Presiden Tiongkok Xi Jinping (kanan) dan Presiden Rusia Vladimir Putin. (Alexei Druzhinin / Sputnik / AFP)
Presiden Tiongkok Xi Jinping (kanan) dan Presiden Rusia Vladimir Putin. (Alexei Druzhinin / Sputnik / AFP)

Tiongkok di Pusaran Perang Rusia-Ukraina

Harianty • 28 Maret 2022 07:10
Beijing: Perang antara Rusia dan Ukraina telah berlangsung lebih dari sebulan, dan negosiasi antara kedua belah pihak belum mencapai kemajuan signifikan. Pertempuran sengit juga masih berlangsung.

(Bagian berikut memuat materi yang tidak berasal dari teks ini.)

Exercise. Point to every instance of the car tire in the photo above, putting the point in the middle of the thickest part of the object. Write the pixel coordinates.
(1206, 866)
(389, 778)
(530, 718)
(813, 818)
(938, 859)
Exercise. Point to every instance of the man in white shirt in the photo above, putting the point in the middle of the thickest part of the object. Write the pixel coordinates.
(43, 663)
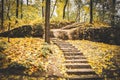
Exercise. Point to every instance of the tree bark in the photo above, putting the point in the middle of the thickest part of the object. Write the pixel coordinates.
(43, 9)
(47, 22)
(113, 13)
(64, 9)
(91, 11)
(21, 9)
(2, 16)
(53, 8)
(27, 2)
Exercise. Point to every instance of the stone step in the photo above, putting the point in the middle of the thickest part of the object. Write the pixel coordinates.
(77, 61)
(75, 57)
(85, 77)
(70, 50)
(77, 65)
(80, 71)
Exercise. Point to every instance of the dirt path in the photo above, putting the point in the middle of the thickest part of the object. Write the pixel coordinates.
(76, 63)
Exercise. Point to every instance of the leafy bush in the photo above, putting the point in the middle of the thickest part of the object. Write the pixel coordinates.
(45, 50)
(3, 45)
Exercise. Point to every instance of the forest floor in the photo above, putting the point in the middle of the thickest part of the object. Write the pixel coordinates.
(30, 58)
(35, 58)
(104, 58)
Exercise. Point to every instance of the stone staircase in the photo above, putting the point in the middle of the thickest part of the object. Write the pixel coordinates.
(76, 63)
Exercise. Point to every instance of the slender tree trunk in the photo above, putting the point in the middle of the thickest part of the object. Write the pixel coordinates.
(27, 2)
(68, 10)
(2, 16)
(9, 20)
(91, 11)
(103, 13)
(47, 22)
(53, 8)
(21, 9)
(43, 9)
(113, 13)
(64, 9)
(17, 9)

Di saat bersamaan, mata dunia tertuju pada sikap Tiongkok terkait kemelut ini.
 
Pada 24 Februari lalu, Rusia melancarkan invasi ke Ukraina yang disebutnya sebagai "operasi militer khusus." Dalam serangan ini, banyak warga sipil menjadi korban. Rumah sakit, gereja, dan perumahan telah hancur diserang pasukan Rusia, bahkan Presiden Amerika Serikat ?AS?Joe Biden menyebut Presiden Rusia Vladimir Putin sebagai "penjahat perang."
 
Hingga saat ini, jumlah korban tewas belum tercatat dengan jelas. Namun, Presiden Ukraina Volodymyr Zelensky pada Rabu kemarin menyebutkan bahwa ribuan orang tewas, dan ratusan di antaranya adalah anak-anak. Ukraina juga mengklaim telah membunuh 14.000 tentara Rusia.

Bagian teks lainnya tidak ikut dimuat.